Bereketin Reçetesi; Seherleri İhya
İnsan, hayatın olağan akışı içerisinde yorulur, günlük telaşeler arasında kaybolur gider. Çalışma ve okul hayatı hususi bir çaba sarf edilmediği takdirde öyle bir sarıp sarmalar ki insanı, bir süre sonra gün içerisinde yaptığımız farz ibadetler dahi rutinimizin bir parçası oluverir. Sadece görev bilinciyle yapılan ibadet makbul olmakla birlikte onu kokusuz bir çiçeğe benzetebilmemiz mümkündür. Bir çiçeği güzel yapan hem görüntüsü hem de kokusu olduğundan birinin olmaması o çiçeği eksik kılar. İbadet çiçeğine kokusunu veren ise feyz ve şuurdur. Günlük hayatın koşuşturmacasında kimi zaman uzak kaldığımız bu his, seher vakitlerinin sessizliği ve dinginliğinde saklıdır. Seher vakitleri değerlendirmesini bilen için Rabbimizin bizlere sunduğu manevi bir fırsattır. Hisseden ve duyan gönülleri Allah huzuruna davet eder ve onlara adeta manevi bir fırsat sunar. Seherleri ihya etmek bir bakıma Allah’ın davetine icabet etmektir. Bu davet bütün kullaradır ama buna icabet etmek mümtaz kullardan olmak demektir.
Gün içerisinde yorulan vücut eve gelince dinlenmek, uyumak ister. Ne kadar fazla uyursam o kadar dinlenirim düşüncesi çoğu zaman ağır basar. Halbuki gecenin bir vaktini uykuyla değil ibadetle geçirmek hem bir vücut hem de ruh dinlencesi olur insana.
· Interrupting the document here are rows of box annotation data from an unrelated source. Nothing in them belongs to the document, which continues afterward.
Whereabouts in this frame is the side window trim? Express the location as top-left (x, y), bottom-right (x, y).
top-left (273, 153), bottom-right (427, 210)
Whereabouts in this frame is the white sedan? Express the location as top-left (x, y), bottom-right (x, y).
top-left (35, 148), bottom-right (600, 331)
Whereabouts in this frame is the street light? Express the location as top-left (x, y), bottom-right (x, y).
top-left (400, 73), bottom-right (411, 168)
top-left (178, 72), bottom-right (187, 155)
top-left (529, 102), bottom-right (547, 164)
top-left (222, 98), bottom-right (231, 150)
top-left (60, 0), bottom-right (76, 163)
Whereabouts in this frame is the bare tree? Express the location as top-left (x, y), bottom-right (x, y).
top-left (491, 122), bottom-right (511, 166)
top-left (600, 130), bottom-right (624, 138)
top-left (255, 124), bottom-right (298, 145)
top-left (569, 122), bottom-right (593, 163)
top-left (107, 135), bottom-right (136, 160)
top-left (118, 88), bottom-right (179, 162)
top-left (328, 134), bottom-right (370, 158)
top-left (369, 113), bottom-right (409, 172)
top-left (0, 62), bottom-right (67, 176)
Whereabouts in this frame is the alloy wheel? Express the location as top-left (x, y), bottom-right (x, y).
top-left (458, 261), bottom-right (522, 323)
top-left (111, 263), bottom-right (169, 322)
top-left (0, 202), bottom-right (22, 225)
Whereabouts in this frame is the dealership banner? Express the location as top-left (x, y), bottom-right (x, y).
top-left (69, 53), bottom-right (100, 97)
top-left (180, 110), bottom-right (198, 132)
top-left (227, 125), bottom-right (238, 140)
Başta Efendimiz (sav.) ve ashabı olmak üzere evliyaullah gece ibadetine çok önem vermiş ve bu hususta diğer Müslümanlara çokça nasihat etmişlerdir. Efendimiz, Tebük gibi zorlu bir seferde dahi teheccüd namazını ihmal etmemiş ve seher vakitlerinden mahrum kalmamamız için bize şu tavsiyelerde bulunmuştur: “Gece ibadetine dikkat ediniz. Çünkü o sizden önceki salih kimselerin adetidir. Şüphesiz gece ibadete kalkmak Allah’a yaklaşmaya vesiledir. Bu ibadet günahlardan alıkoyar, hatalara kefaret olur ve bedenden dertleri giderir.” Hiç şüphesiz bu hadis Müslümanlar için açık bir reçetedir. Bu reçetede Allah’a yakınlığın, günahlardan uzak kalmanın ve bedeni dertlerden korumanın formülü verilmiştir. Her güzeli kıymetli kılan bir zahmeti bulunur elbet. İnsanı bir mıknatıs gibi çeken uykuyu bölerek ibadet için kalkmak kolay değildir. Ancak bu aynı zamanda Allah’a duyduğumuz muhabbetin, O’nun davetine icabet etme gayretimizin bir nişanesidir.
“Zaman yakınlaşmadıkça kıyamet kopmaz! Bu yakınlaşma öyle olur ki, bir yıl bir ay gibi, ay bir hafta gibi, hafta da bir gün gibi, gün saat gibi, saat de saman alevi gibi veya kibritin tutuşup hemen sönmesi gibi (kısa) olur.” (Tirmizî, Zühd, 24/2332) Efendimiz (sav.)’in işaret ettiği üzere günlerin, saatlerin bereketsizliğinden yakındığımız dönemleri yaşıyoruz.
Zaman öyle hızlı akıp gidiyor ki işlerimizi doğru düzgün yetiştiremiyor, aklımızın bir köşesinde yapamadıklarımız gün sonunda yorgun bir beden ve ruhla baş başa kalıyoruz. Bu bereketsizlik âhir zaman nişanesi olmakla birlikte insana bağlı nedenlerini sorguladığımızda evliyaullahın şu uyarısıyla karşılaşıyoruz. “Gündüzü bereketli geçmeyen gecelerini nasıl ihya ettiğine baksın.” Esasında “ebu’l vakt” yani zamanın kendisini yönetmesine izin vermeyen bilakis zamana yön veren bir Müslüman için gecenin gündüze en yakın olduğu bu kıymetli saatleri uyuyarak geçirmek büyük gaflettir. Bu hem ilahi davete kayıtsız kalmak hem de günün geri kalanını bereketten mahrum bırakmaktır. Bununla birlikte seherden sonra aydınlanan gökyüzü günah ve gaflet karanlığından ilahi af ve mağfirete kavuşmamızın temsili gibidir. O halde Efendimiz’den daha az mağfirete ihtiyacı olmayan bizler için seher vakitleri kaçırılmayacak bir fırsattır.
Ramazan’ın ayak sesleri olan mübarek üç aylara girdiğimiz şu günlerde niyetlerimizi ve amellerimizi tanzim edelim. Bu tanzimin onur konuğu seherleri ihya etmek olsun. Bereketin, ilahi af ve mağfiretin habercisi olan bu ihya hem dünya hem ahiret saadetimize vesile olsun. Amin.